Installateur, gebruiker of ontwerper van de installatie: zonder complete gegevens betreffende deze punten heeft een inbedrijfstellingsprotocol geen praktische waarde en mag niet geaccepteerd worden. Vermijden van ongewilde verwarming van de collectoren tijdens de inbedrijfstelling Zoals bij elke inbedrijfstelling van een technische installatie is de duur hier van ook bij een thermisch zonnesysteem niet precies in te schatten. Het is al vaak verkeerd gebleken, voor zonsopkomst met de inbedrijfstelling te beginnen, om de noodzakelijke werkprocessen op tijd voor de eerste instraling op de collector afgerond te hebben. Wanneer het proces niet volledig afgesloten wordt, voordat de collector zich door instraling opwarmt, moet de inbedrijfstelling vaak worden afgebroken – wat bij een gedeeltelijk gevulde installatie problematisch kan zijn. De veiligste methode is daarom het afdekken van de collectoren. Viessmann vlakke plaatcollectoren worden met een lichtdichte folie op de glazen afdekplaat geleverd. Het is verstandig, deze folie pas na de inbedrijfstelling te verwijderen. Voor vacuüm buiscollectoren zijn afdekzeilen verkrijgbaar.

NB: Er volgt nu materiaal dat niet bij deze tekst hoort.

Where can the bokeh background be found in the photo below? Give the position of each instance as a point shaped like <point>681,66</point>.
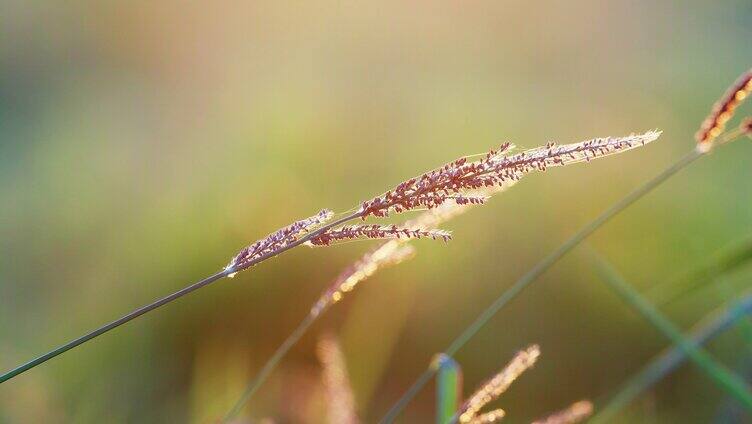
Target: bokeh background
<point>143,143</point>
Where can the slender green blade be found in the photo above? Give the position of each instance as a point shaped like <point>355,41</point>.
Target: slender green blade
<point>673,357</point>
<point>719,374</point>
<point>448,388</point>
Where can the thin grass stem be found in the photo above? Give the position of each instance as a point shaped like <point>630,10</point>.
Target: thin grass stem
<point>731,383</point>
<point>259,380</point>
<point>163,301</point>
<point>671,358</point>
<point>539,269</point>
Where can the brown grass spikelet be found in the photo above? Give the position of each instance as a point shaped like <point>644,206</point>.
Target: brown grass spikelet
<point>339,395</point>
<point>489,417</point>
<point>498,384</point>
<point>278,239</point>
<point>357,232</point>
<point>723,111</point>
<point>451,182</point>
<point>389,253</point>
<point>746,126</point>
<point>575,413</point>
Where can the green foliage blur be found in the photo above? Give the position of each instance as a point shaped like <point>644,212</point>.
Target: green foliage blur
<point>143,143</point>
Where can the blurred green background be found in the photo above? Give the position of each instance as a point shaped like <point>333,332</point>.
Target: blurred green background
<point>143,143</point>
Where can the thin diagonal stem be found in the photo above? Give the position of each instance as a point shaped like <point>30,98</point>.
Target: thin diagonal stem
<point>538,270</point>
<point>671,359</point>
<point>254,385</point>
<point>165,300</point>
<point>725,379</point>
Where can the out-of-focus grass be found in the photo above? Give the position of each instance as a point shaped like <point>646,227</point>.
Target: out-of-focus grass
<point>723,377</point>
<point>143,143</point>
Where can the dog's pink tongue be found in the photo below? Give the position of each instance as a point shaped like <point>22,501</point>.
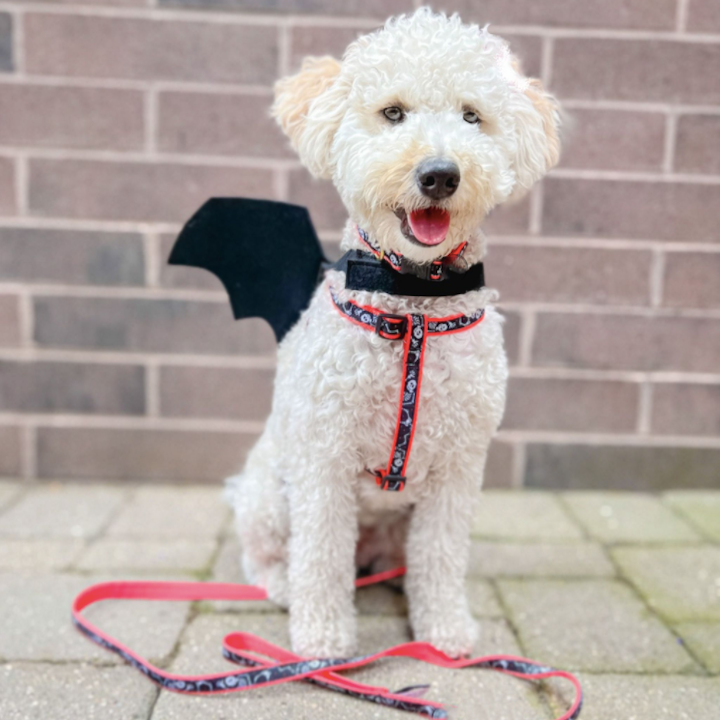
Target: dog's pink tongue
<point>430,225</point>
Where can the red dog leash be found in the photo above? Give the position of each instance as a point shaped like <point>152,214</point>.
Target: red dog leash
<point>268,664</point>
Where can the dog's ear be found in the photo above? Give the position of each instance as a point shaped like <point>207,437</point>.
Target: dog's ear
<point>538,127</point>
<point>309,107</point>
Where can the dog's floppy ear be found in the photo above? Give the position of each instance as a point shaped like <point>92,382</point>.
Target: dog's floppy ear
<point>309,107</point>
<point>538,128</point>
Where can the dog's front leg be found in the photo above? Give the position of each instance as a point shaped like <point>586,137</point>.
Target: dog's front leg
<point>437,556</point>
<point>321,573</point>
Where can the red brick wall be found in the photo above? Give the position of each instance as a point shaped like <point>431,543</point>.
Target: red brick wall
<point>119,117</point>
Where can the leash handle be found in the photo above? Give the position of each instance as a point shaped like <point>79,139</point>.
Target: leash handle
<point>268,664</point>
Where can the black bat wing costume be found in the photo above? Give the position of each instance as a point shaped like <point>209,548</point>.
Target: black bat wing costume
<point>266,254</point>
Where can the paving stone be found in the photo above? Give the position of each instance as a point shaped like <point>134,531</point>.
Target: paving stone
<point>176,555</point>
<point>701,508</point>
<point>172,512</point>
<point>681,583</point>
<point>39,555</point>
<point>36,621</point>
<point>523,516</point>
<point>627,517</point>
<point>71,692</point>
<point>703,639</point>
<point>200,652</point>
<point>8,492</point>
<point>634,697</point>
<point>506,559</point>
<point>591,625</point>
<point>62,511</point>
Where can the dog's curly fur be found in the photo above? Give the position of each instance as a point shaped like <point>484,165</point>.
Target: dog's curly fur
<point>303,501</point>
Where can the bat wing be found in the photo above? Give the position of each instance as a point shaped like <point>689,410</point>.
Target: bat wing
<point>266,254</point>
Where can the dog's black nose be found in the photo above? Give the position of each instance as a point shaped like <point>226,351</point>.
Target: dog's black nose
<point>438,178</point>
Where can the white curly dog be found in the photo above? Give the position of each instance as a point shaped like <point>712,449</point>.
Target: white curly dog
<point>424,127</point>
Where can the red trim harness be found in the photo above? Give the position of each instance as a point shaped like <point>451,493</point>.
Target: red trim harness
<point>268,664</point>
<point>413,330</point>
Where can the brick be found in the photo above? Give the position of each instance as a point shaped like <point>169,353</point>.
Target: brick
<point>642,14</point>
<point>626,342</point>
<point>61,512</point>
<point>71,257</point>
<point>701,509</point>
<point>10,451</point>
<point>140,454</point>
<point>623,517</point>
<point>585,68</point>
<point>696,136</point>
<point>511,335</point>
<point>145,49</point>
<point>499,468</point>
<point>700,409</point>
<point>177,276</point>
<point>219,124</point>
<point>526,516</point>
<point>618,467</point>
<point>614,140</point>
<point>703,16</point>
<point>570,275</point>
<point>8,197</point>
<point>67,117</point>
<point>37,627</point>
<point>6,43</point>
<point>574,405</point>
<point>593,625</point>
<point>66,692</point>
<point>703,640</point>
<point>136,191</point>
<point>691,280</point>
<point>147,326</point>
<point>179,556</point>
<point>538,559</point>
<point>643,210</point>
<point>320,197</point>
<point>353,8</point>
<point>171,513</point>
<point>39,387</point>
<point>38,555</point>
<point>680,583</point>
<point>244,394</point>
<point>644,697</point>
<point>10,332</point>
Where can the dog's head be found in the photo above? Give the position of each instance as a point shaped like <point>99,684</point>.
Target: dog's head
<point>424,127</point>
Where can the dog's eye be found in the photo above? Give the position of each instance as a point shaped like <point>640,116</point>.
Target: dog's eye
<point>394,114</point>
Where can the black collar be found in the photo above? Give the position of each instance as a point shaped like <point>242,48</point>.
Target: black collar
<point>363,271</point>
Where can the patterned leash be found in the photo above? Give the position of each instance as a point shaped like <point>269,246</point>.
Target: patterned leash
<point>268,664</point>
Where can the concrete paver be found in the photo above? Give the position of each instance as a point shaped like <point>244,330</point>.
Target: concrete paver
<point>62,511</point>
<point>73,692</point>
<point>701,508</point>
<point>523,516</point>
<point>681,583</point>
<point>594,625</point>
<point>560,559</point>
<point>615,517</point>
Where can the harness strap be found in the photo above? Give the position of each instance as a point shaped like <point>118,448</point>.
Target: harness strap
<point>268,664</point>
<point>413,329</point>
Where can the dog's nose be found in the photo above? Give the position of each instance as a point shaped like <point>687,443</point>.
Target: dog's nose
<point>438,178</point>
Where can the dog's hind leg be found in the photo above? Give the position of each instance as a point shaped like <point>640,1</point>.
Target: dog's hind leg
<point>261,519</point>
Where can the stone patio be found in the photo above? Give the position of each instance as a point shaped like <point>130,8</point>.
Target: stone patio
<point>624,589</point>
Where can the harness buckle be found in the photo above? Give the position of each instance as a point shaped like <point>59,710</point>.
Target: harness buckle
<point>391,327</point>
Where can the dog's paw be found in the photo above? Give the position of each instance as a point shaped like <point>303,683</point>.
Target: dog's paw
<point>455,638</point>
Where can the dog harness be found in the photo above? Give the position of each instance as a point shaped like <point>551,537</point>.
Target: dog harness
<point>267,664</point>
<point>413,330</point>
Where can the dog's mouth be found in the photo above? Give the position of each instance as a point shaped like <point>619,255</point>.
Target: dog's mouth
<point>426,226</point>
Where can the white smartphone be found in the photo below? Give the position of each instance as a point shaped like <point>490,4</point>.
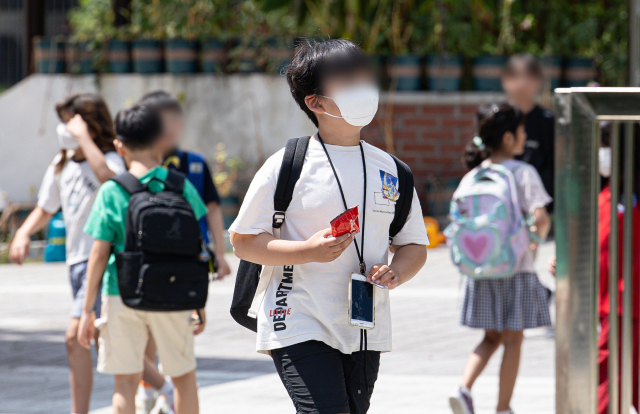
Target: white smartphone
<point>361,302</point>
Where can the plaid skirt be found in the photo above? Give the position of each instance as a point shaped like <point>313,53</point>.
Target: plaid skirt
<point>514,303</point>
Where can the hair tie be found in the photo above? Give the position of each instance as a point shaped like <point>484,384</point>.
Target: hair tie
<point>477,141</point>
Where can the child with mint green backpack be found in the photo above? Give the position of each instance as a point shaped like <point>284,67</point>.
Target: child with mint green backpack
<point>498,215</point>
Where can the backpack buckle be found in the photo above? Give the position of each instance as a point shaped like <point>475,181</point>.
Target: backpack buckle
<point>278,219</point>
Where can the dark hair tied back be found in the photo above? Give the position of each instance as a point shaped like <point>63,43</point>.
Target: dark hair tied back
<point>492,121</point>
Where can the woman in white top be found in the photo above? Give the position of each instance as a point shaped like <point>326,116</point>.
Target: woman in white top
<point>87,158</point>
<point>303,320</point>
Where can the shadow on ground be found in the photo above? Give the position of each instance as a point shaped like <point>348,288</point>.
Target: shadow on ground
<point>37,360</point>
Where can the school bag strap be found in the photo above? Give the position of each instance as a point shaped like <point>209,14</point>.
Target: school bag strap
<point>129,182</point>
<point>175,182</point>
<point>290,170</point>
<point>403,204</point>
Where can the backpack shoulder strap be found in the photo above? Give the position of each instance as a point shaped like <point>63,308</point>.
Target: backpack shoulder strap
<point>290,170</point>
<point>129,182</point>
<point>403,204</point>
<point>174,182</point>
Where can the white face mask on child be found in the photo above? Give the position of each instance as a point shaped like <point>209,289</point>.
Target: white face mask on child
<point>65,139</point>
<point>358,104</point>
<point>604,161</point>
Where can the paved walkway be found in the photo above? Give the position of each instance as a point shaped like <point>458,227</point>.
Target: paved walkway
<point>430,349</point>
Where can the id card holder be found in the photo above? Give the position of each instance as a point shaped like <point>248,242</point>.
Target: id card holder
<point>362,309</point>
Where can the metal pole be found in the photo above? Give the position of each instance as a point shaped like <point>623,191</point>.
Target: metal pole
<point>634,42</point>
<point>614,358</point>
<point>627,269</point>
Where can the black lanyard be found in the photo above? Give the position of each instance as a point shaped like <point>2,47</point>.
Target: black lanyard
<point>363,266</point>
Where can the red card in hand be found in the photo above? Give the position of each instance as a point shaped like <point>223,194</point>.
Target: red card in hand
<point>346,222</point>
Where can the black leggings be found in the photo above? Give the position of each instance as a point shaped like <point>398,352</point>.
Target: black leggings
<point>323,380</point>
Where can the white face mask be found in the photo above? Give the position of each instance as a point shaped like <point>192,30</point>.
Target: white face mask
<point>604,161</point>
<point>65,139</point>
<point>358,104</point>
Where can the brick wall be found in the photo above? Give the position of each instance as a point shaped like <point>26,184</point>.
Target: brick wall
<point>430,132</point>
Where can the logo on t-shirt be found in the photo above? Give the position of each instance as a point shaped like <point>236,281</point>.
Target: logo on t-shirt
<point>196,168</point>
<point>389,193</point>
<point>283,310</point>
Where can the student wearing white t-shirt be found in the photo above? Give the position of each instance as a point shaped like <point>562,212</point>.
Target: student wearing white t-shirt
<point>318,355</point>
<point>87,159</point>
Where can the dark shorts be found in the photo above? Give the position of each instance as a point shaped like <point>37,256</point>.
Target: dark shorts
<point>78,279</point>
<point>322,380</point>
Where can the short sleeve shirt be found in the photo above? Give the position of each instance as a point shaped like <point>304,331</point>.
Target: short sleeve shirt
<point>108,217</point>
<point>310,301</point>
<point>74,190</point>
<point>531,195</point>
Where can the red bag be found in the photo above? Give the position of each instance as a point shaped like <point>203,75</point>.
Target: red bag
<point>346,222</point>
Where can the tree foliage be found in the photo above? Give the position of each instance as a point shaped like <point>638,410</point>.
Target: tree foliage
<point>591,28</point>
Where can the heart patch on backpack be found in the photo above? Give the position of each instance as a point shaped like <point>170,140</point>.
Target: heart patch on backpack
<point>477,245</point>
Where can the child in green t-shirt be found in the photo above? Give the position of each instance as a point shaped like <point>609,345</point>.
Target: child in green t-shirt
<point>124,331</point>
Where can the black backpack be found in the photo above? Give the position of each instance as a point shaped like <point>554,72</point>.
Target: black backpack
<point>248,275</point>
<point>162,267</point>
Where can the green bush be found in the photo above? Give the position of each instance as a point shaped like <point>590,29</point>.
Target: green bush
<point>589,28</point>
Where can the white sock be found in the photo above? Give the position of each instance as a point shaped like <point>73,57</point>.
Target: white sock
<point>466,391</point>
<point>167,388</point>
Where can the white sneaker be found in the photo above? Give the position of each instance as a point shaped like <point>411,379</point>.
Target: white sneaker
<point>145,399</point>
<point>461,402</point>
<point>164,405</point>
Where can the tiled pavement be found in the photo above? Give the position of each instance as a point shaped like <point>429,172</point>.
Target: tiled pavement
<point>429,351</point>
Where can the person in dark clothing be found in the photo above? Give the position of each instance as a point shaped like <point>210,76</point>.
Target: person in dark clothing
<point>522,81</point>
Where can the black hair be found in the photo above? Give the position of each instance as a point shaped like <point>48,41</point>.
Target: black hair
<point>161,101</point>
<point>314,61</point>
<point>493,121</point>
<point>531,64</point>
<point>138,127</point>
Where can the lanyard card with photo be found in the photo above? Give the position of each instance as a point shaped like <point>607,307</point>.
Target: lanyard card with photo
<point>362,311</point>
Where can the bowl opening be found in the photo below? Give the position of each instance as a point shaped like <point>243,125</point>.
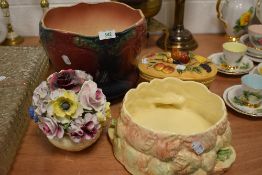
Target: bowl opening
<point>89,19</point>
<point>174,107</point>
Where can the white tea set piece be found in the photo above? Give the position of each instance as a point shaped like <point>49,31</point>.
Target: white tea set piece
<point>244,67</point>
<point>233,53</point>
<point>232,96</point>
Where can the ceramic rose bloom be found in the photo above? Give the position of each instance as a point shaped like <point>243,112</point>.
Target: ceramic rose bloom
<point>70,106</point>
<point>91,97</point>
<point>84,128</point>
<point>51,128</point>
<point>68,79</point>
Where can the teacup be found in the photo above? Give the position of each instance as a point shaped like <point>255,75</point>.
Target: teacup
<point>252,90</point>
<point>255,35</point>
<point>233,54</point>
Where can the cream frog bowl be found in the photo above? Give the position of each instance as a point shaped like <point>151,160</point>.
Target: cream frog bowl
<point>170,126</point>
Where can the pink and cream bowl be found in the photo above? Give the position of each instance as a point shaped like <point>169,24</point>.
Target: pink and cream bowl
<point>169,126</point>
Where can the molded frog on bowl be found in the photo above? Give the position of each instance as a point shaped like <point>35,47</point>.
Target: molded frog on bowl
<point>102,39</point>
<point>170,126</point>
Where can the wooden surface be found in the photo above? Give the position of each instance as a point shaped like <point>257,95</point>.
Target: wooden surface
<point>37,156</point>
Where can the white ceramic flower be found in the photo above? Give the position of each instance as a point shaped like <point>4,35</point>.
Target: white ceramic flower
<point>41,98</point>
<point>51,128</point>
<point>64,106</point>
<point>91,97</point>
<point>83,76</point>
<point>84,128</point>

Afb. E.1.2–1 Afdekken van de collector Om het opwarmen van de collector voor of tijdens de inbedrijfstelling uit te sluiten, worden Viessmann vlakke plaatcollectoren met lichtdichte beschermfolie geleverd.
E.1 Inbedrijfstelling en onderhoud
Testen en instellen van de druk van het expansievat voor het vullen In hoofdstuk B.3.5.2 en E.1.1 wordt het berekenen van het expansievatvolume en de werkdruk van de installatie reeds uitvoerig beschreven. Deze zorgvuldige berekening is echter nutteloos, wanneer de berekende waarden niet meer overeenkomen met de waarden van de voltooide installatie: vaak “bepaalt” namelijk de afleveringstoestand van het expansievat helaas de werkdruk van de installatie. De eerste maatregel bij inbedrijfstelling is derhalve altijd het testen van de druk van het expansievat voor het vullen. De ervaring leert, dat dit vaak vergeten wordt. Men komt hier pas achter als de installatie eenmaal gevuld is en dan kost het veel tijd en moeite om dit weer te corrigeren. Meestal is het zo dat degene die voor de werkdruk van de installatie en daarmee ook voor de druk van het expansievat voor het vullen van de installatie, verantwoordelijk is, ook degene is die de installatie in bedrijf stelt, en niet degene die het expansievat ingebouwd heeft. Bij de inbedrijfstelling moet dus nogmaals een volledige plausibiliteitcontrole van alle relevante gegevens voor de werkdruk van de installatie plaatsvinden (zie hoofdstuk E.1.1).
Afb. E.1.2–2 Handmanometer Zonder de druk voor het vullen van het expansievat te testen met de manometer kan de inbedrijfstelling niet correct uitgevoerd worden.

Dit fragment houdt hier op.